What’s interesting is the perception of the months that followed vs. the reality. Many viewed the end of his hitting streak as more or less the end of Bradley’s productive days in Boston’s lineup, almost as though he’d gone back to being the Bradley of old. It obviously didn’t happen right away, but over the next month or two, Bradley was labeled a feast-or-famine player.
The reality is that from the end of the hitting streak on May 26 to the end of July, Bradley hit .251/.342/.472. That’s not ridiculous, but it’s damn good. The final stretch was notably worse, with Bradley hitting .216/.303/.387 before an ugly playoff performance, but even then he was not without his stretches of excellence. Great Bradley did not simply disappear into nothingness as the league figured him out.
This is important because it’s the difference between a mediocre player who had a good streak and a good player who is streaky. Bradley now very much appears to be the latter. He’s been good for too long and too often over these past two years—nearly 900 plate appearances now!—to be a fluke. Jackie Bradley Jr. can hit, even if he can’t always hit as well as we might hope.
So where does that leave Bradley and his position on the Red Sox? What does that make the story of his season?
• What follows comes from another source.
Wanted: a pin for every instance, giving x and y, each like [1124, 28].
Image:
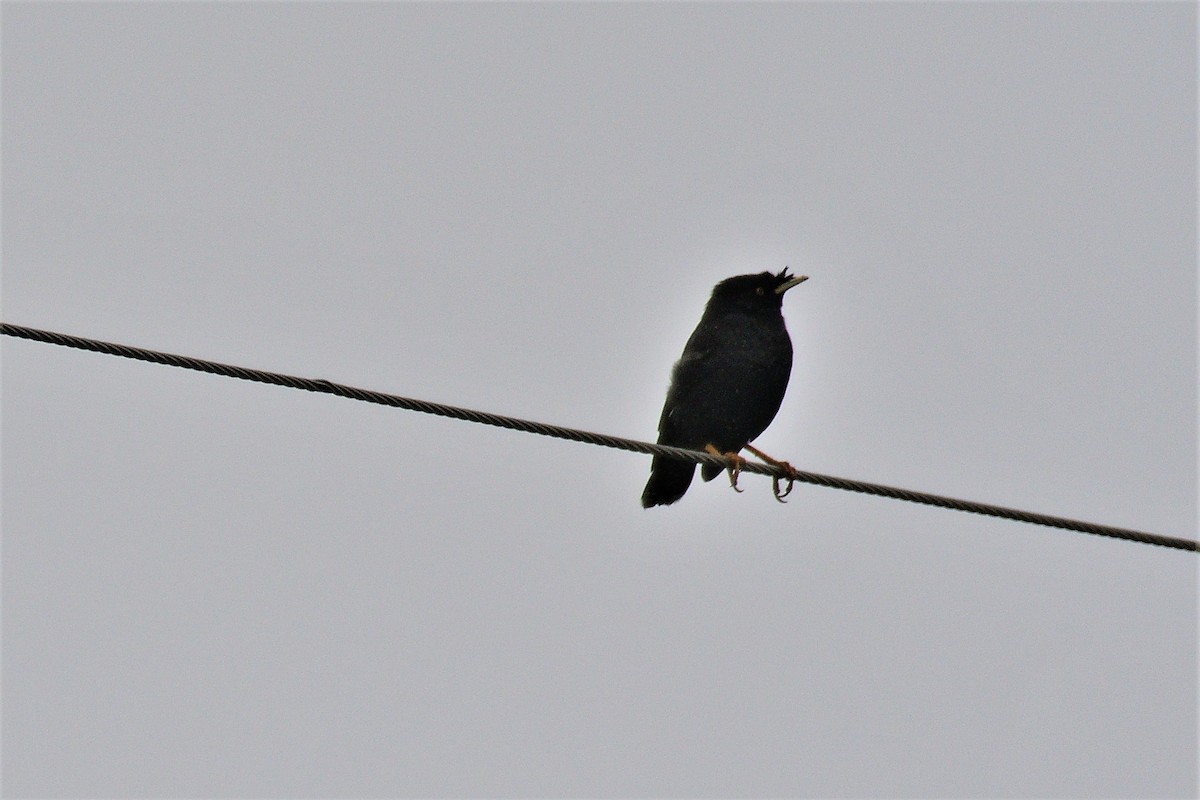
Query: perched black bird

For my money, the story is one of confirmation. Last year we saw Bradley emerge from the rubble of his early attempts at the major leagues. He looked in 2015 like the potential star we had hoped for during his years as a prospect, but the sample size was too small to be sure, particularly given his earlier struggles. That left him included with the likes of Travis Shaw as a major question mark. Perhaps he would help the 2016 team rise, or perhaps he would be a weight that the Sox would have to find a replacement for if they wanted to contend.
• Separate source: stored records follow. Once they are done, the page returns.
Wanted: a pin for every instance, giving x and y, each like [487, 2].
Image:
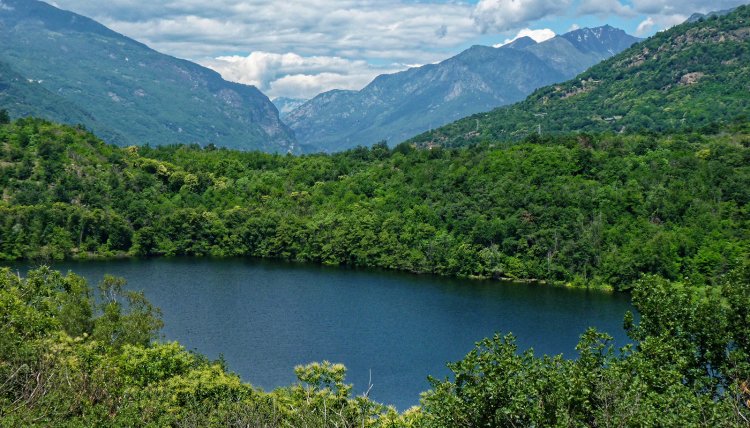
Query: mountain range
[692, 77]
[394, 107]
[65, 67]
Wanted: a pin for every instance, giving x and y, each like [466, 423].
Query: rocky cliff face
[129, 93]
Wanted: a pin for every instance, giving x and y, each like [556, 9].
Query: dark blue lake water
[265, 317]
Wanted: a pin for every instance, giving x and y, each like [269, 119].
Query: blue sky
[299, 48]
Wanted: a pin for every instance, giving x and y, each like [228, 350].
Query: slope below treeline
[72, 69]
[694, 76]
[395, 107]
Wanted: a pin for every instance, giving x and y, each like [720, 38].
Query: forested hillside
[587, 209]
[692, 77]
[69, 357]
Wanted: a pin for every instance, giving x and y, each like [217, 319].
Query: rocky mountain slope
[693, 77]
[397, 106]
[121, 89]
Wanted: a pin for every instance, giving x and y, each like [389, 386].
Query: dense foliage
[69, 359]
[692, 77]
[591, 210]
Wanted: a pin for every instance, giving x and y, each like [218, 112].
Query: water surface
[265, 317]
Well, Bradley is a star. He’s not as ridiculous as Mookie Betts, but there is no shame in being second-best to an MVP candidate. A well above-average bat (116 OPS+, 118 wRC+) and a glove which, even if it took the defensive metrics a bit to catch up this season, has few equals make a great player. He came in somewhere between 4.5 and 5.5 WAR depending on who you ask, and that leaves him pushing top-5 outfielder territory with room to grow (particulary against changeups, which seem to have been his kryptonite in 2016).
If, indeed, he ends up being as streaky a player as he has seemed thus far, Bradley will be a player who frustrates at time. He can be a serious hindrance to the team’s offense in a playoff series, as we saw this past week. But the flip side of that is that he also has the chance to carry the team almost on his own. You take the bad with the good if, at the end, it leaves you with a strong average result. That’s certainly preferable to a player who is consistently mediocre.
Coming into the season, the Red Sox had one sure thing in the outfield in Mookie Betts. The journey to the season’s end involved some...detours with Brock Holt, Blake Swihart, and Bryce Brentz. But they’ve finished with a more-or-less locked in unit, with Bradley in center. It wasn’t always pretty, and the end was unfortunate, but Bradley did more than enough to show that his 2015 performance was more than just a hot streak. He’s proved he’s for real, and established himself as a cornerstone piece in Boston’s foundation.